17 de novembro de 2011

Ensaio sobre a cegueira?

Certa vez ouvi uma história que me deixou estarrecido: os médicos nazistas testavam procedimentos cruéis em judeus prisioneiros, no intuito de conseguirem modificar a cor dos olhos, transformando-os em azuis. Para fazê-lo, os médicos injetavam tinta nos olhos das "cobaias involuntárias". Até hoje não sei se esta crueldade fazia parte do rol de loucuras do nazismo, mas a simples hipótese de ter sido verdade é suficiente para me fazer sempre menos entusiasta da humanidade. 
Quando se conta uma história dessas, hoje, muitas pessoas podem ficar abaladas pelo procedimento bárbaro então utilizado. Alguns, pouco mais sensíveis, chocam-se com a falta de escolha dos judeus, com a imposição dessa mudança estética. Número talvez menor é o daqueles que pensam: por que mudar a cor?
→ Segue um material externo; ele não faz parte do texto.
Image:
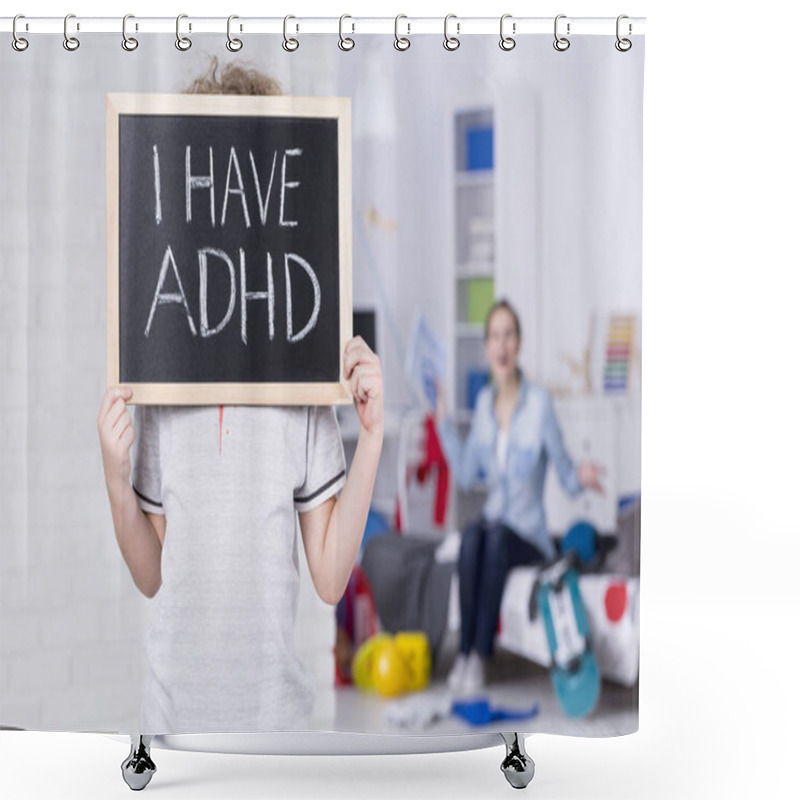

O que isso pode significar? Ocorre que recentemente foi divulgada uma dessas descobertas inúteis da ciência: uma cirurgia a laser capaz de destruir a melanina dos olhos, que é responsável pela coloração castanha, fazendo revelar o azul que há por baixo. Quer dizer, a melanina atrapalharia a verdadeira cor! A "descoberta" partiu dos EUA, e seu responsável (o advogado Gregg Homer, da empresa Stroma Medical) espera que a nova tecnologia esteja disponível primeiro na América Latina e nos países asiáticos, afirmando que são mercados promissores e mais tolerantes à cirurgias estéticas. Será mesmo esse o motivo?
A discussão poderia enveredar por ramos intermináveis: do racismo à liberdade no gozo do próprio corpo, característica de nosso tempo, já tão acostumado às tinturas de cabelo, bronzeadores e lentes de contato coloridas. Poderia se discutir o paradoxo da geração: luta pela afirmação da pluralidade étnica e desenvolvimento de procedimentos sutis de recusa de alguns traços característicos do que alguns ainda chamam de "raça". Engraçado que o Michael Jackson, em entrevista ao jornalista britânico Martim Bashir, chamou a atenção justamente para a questão, pois se tratava de condená-lo (ao Michael Jackson) pela despigmentação da pele, enquanto as indústrias farmacêuticas seguiam faturando bilhões com cosméticos destinados a essas pequenas mudanças de fenótipo acima referidas, sem que isso gerasse grandes inquietações. A propósito, existe um vídeo que faz muito sucesso na rede, somando quase quatorze milhões de exibições. O título do vídeo: o bebê mais lindo do mundo. Mostra uma criança negra de olhos azuis. E se fossem escuros os olhos, será que o bebê seria considerado “o mais lindo do mundo”?
Ao que parece, existe o risco do desenvolvimento do glaucoma pigmentar resultado da cirurgia, podendo levar os pacientes à cegueira. Como o Saramago chamaria um surto proveniente dessa nova “maravilha” da ciência? O “mal azul”?
Além disso, o procedimento deverá custar algo em torno de cinco mil dólares (por olho). Então, eis um possível diálogo de consultório num futuro breve:
 
-Doutor, gostaria de ter o olho direito azul?
-E o esquerdo?
-O esquerdo eu vou usar para pagar a cirurgia!
  
Bruno Silva

1 comentários:

Anônimo disse...

As pessoas andam mais preocupadas com a forma com que são percebidas, a imagem que apresentam, a impressão que causam, do que com a própria opinião sobre si mesmas. Ser aceito pelos outros deve bastar. Talvez por isso, hoje em dia a moda é parecer. Ser é coisa do passado? Ou nunca esteve na moda?